United States v. Crutchley
This text of 66 F. App'x 135 (United States v. Crutchley) is published on Counsel Stack Legal Research, covering Court of Appeals for the Ninth Circuit primary law. Counsel Stack provides free access to over 12 million legal documents including statutes, case law, regulations, and constitutions.
Opinion
MEMORANDUM
Alfred Crutchley was convicted on seven counts of threatening the President, Vice President, and candidates for President and Vice-President in violation of 18 U.S.C. §§ 871 and 879. Crutchley appeals the district court’s denial of his pre-trial motion to suppress all evidence obtained as a result of what Crutchley alleges was an unlawful arrest on September 26, 2000. We have jurisdiction pursuant to 28 U.S.C. § 1291 and we affirm.1
Even if Crutchley’s encounter with the FBI on September 26 constituted an arrest, the arrest did not violate Crutchley’s Fourth Amendment rights because it was supported by probable cause.
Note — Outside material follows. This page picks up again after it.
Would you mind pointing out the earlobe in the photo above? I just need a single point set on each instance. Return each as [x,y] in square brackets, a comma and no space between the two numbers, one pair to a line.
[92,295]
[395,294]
See United States v. Watson, 423 U.S. 411, 421-24, 96 S.Ct. 820, 46 L.Ed.2d 598 (1976) (holding that warrantless arrests generally are permissible if predicated on probable cause). By the time that Agents Sheridan and Moskaitis approached Crutchley’s residence, two witnesses had told Agent Sheridan that Crutchley threatened to “take out” A1 Gore by putting a bullet through him. These statements sufficiently established probable cause. We reject Crutchley’s argument that a warrant was required notwithstanding the existence of probable cause, because the two agents never crossed the threshold into Crutchley’s home when making the arrest. See United States v. Santana, 427 U.S. 38, 42, 96 S.Ct. 2406, 49 L.Ed.2d 300 (1976); [136]*136United States v. Oaxaca, 233 F.3d 1154, 1158 (9th Cir.2000).
AFFIRMED.
This disposition is not appropriate for publication and may not be cited to or by the courts of this circuit except as provided by Ninth Circuit Rule 36-3.